Вилли сморкался, с отчаянным усилием всасывал воздух и бросал на Белча злобные взгляды.
— Вы отплываете в Европу, Вилли? Все газеты полны снимков самой счастливой в мире пары.
— Совершенно верно, — пропыхтел Вилли. — Послезавтра. Я здесь, чтобы попросить у вас кое-кого. Помните, я вам однажды уже говорил?
Белч уже было засунул палец в ноздрю, но вовремя спохватился и удовольствовался тем, что сильно почесал кончик носа.
— Я вас уже с год не видел, — сказал он, — так что.
— Видите ли, речь идет все о том же, — жалобно сказал Вилли.
— Ясно, — с сочувствием произнес Белч. — Но настанет день, когда это будут лечить, вот увидите.
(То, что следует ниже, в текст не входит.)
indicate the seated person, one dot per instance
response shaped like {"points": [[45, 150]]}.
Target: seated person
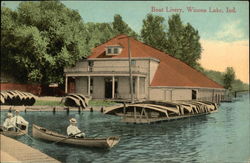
{"points": [[19, 121], [8, 123], [72, 129]]}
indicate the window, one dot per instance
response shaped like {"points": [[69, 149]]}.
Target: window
{"points": [[90, 65], [133, 62], [109, 50], [194, 94], [115, 50]]}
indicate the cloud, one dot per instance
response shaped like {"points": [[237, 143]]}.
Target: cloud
{"points": [[230, 31], [217, 55]]}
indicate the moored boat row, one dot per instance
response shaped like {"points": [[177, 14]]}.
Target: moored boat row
{"points": [[154, 111]]}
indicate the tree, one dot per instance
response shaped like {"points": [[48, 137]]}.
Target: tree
{"points": [[228, 78], [40, 39], [120, 27], [153, 32], [183, 41], [98, 33]]}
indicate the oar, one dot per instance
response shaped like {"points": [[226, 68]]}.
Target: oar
{"points": [[68, 137], [23, 132]]}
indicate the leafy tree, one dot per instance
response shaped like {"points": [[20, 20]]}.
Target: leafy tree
{"points": [[40, 39], [120, 27], [228, 78], [98, 33], [153, 32], [183, 41]]}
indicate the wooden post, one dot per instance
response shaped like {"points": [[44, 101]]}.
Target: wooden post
{"points": [[130, 74], [67, 110], [79, 109], [66, 84], [88, 85], [113, 87], [138, 87], [135, 114]]}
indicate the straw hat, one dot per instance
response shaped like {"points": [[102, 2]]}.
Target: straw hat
{"points": [[73, 120], [9, 115]]}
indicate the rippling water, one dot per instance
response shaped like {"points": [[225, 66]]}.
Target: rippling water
{"points": [[219, 137]]}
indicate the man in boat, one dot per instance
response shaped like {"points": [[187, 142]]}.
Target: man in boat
{"points": [[72, 129], [19, 121], [8, 123]]}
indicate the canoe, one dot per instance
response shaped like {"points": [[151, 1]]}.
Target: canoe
{"points": [[45, 134], [13, 133]]}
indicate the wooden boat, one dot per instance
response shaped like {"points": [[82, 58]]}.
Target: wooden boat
{"points": [[155, 111], [45, 134], [13, 133]]}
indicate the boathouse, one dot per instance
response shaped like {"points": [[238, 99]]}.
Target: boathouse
{"points": [[155, 74]]}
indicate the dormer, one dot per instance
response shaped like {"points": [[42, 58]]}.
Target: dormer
{"points": [[112, 50]]}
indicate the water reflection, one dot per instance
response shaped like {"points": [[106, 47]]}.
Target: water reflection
{"points": [[218, 137]]}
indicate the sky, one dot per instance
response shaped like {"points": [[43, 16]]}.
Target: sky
{"points": [[224, 35]]}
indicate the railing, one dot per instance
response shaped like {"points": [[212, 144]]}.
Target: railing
{"points": [[138, 69]]}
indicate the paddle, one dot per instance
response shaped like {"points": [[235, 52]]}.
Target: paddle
{"points": [[23, 132], [68, 137]]}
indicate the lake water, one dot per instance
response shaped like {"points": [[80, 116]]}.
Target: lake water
{"points": [[219, 137]]}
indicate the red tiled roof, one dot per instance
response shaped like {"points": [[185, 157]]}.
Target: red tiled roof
{"points": [[170, 72]]}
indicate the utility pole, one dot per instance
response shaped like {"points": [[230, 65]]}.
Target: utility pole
{"points": [[130, 74]]}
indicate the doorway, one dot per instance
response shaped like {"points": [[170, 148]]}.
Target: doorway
{"points": [[108, 87]]}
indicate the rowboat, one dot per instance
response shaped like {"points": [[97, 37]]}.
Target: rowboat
{"points": [[157, 111], [45, 134], [13, 133]]}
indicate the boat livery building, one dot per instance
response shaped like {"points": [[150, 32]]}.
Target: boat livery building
{"points": [[155, 74]]}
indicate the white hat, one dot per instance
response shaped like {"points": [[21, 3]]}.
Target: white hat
{"points": [[9, 115], [73, 120]]}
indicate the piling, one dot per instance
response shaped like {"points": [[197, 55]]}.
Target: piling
{"points": [[67, 110], [79, 109]]}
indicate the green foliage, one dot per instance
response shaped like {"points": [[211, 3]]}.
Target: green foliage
{"points": [[98, 33], [228, 78], [40, 39], [153, 32], [183, 41], [238, 85], [215, 76]]}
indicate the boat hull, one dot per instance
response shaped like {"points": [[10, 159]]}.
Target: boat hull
{"points": [[13, 133], [42, 133]]}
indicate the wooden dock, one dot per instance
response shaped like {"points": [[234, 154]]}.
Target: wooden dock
{"points": [[15, 151]]}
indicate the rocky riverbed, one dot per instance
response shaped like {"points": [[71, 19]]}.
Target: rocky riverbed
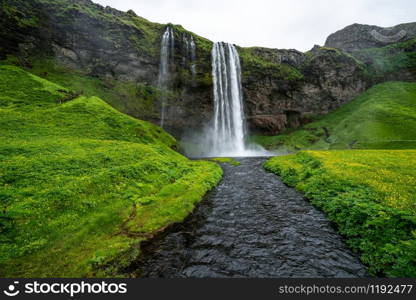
{"points": [[251, 225]]}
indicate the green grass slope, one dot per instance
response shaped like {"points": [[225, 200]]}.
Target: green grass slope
{"points": [[383, 117], [81, 185], [370, 195]]}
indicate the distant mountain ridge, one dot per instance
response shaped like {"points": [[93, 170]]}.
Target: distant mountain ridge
{"points": [[113, 54]]}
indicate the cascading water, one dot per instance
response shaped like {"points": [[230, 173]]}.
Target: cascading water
{"points": [[228, 124], [225, 136], [166, 55]]}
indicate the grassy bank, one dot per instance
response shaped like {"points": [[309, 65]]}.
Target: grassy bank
{"points": [[368, 194], [383, 117], [82, 184]]}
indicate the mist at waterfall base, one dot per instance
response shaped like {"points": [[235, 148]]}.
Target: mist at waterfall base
{"points": [[225, 135]]}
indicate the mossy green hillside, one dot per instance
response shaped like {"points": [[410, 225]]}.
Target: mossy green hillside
{"points": [[82, 184], [368, 194], [383, 117]]}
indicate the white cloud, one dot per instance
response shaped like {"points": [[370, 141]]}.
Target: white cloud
{"points": [[295, 24]]}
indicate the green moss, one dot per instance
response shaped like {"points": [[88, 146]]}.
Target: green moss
{"points": [[368, 194], [81, 184]]}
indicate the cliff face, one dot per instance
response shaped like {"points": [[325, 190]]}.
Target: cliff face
{"points": [[291, 86], [120, 51]]}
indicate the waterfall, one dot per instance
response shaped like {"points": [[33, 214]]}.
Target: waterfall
{"points": [[192, 57], [228, 122], [166, 55]]}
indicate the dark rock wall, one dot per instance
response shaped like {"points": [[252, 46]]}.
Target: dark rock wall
{"points": [[357, 36], [282, 88]]}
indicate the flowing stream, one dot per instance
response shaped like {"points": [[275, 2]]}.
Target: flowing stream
{"points": [[251, 225]]}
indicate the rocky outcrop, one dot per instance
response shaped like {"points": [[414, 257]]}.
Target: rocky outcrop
{"points": [[357, 36], [327, 78], [282, 88]]}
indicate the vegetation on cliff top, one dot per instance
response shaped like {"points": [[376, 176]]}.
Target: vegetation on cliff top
{"points": [[383, 117], [82, 184], [368, 194]]}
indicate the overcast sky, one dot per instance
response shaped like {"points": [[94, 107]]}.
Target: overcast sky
{"points": [[298, 24]]}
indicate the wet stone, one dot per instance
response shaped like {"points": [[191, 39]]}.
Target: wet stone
{"points": [[251, 225]]}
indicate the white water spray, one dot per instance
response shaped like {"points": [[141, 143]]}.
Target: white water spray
{"points": [[229, 126], [166, 55]]}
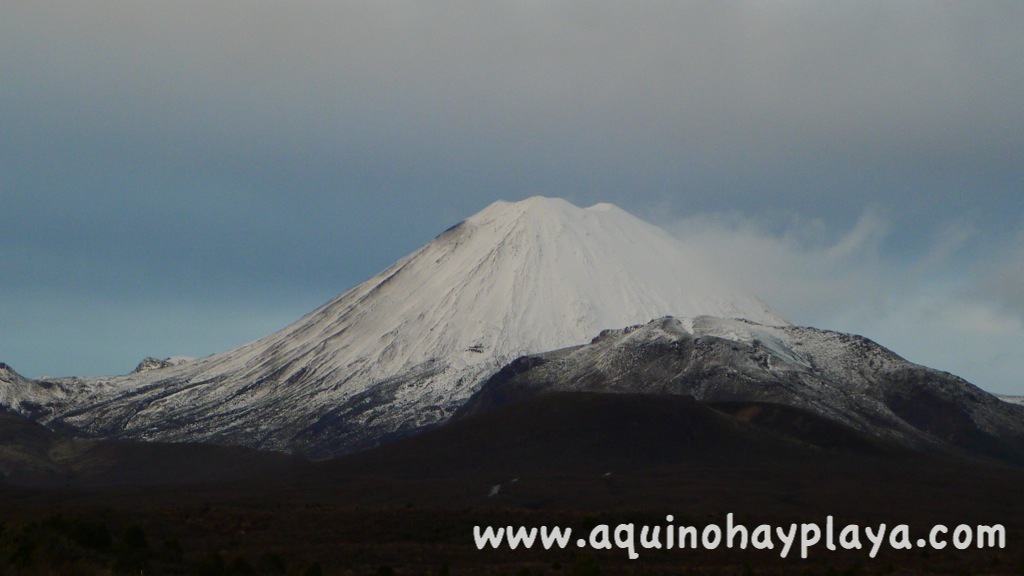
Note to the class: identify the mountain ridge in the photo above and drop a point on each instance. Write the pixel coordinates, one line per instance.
(403, 350)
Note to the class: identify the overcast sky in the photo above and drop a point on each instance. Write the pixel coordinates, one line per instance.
(178, 177)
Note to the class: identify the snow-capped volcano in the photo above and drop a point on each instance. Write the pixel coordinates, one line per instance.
(408, 346)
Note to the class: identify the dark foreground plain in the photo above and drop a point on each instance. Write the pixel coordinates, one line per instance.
(561, 459)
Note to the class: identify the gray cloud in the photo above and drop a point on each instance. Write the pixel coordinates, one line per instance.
(189, 151)
(847, 282)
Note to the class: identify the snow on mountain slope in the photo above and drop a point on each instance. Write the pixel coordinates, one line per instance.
(406, 347)
(843, 377)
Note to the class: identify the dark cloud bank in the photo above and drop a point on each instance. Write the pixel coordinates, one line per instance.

Они добьются своего, не отчаивайтесь.
— Я говорю не об этом, — сказал Вилли.
— Они уже нашли эту штуковину, ну знаете, антигистамины, и остальное тоже найдут. Я прочел это в «Ридерз Дайджест», и, похоже, они почти наверняка найдут. Я-то сам в этом уверен, уверен. Антигистамины уже облегчают аллергический ринит, ну а что до астмы, то это вопрос времени. Впрочем, кажется, четверть населения Соединенных Штатов страдает от аллергии. Вы представляете, сколько это потерянных рабочих часов? Но они найдут. А пока дайте-ка папочка усадит вас в машину и отправит домой. Хорошая грелка…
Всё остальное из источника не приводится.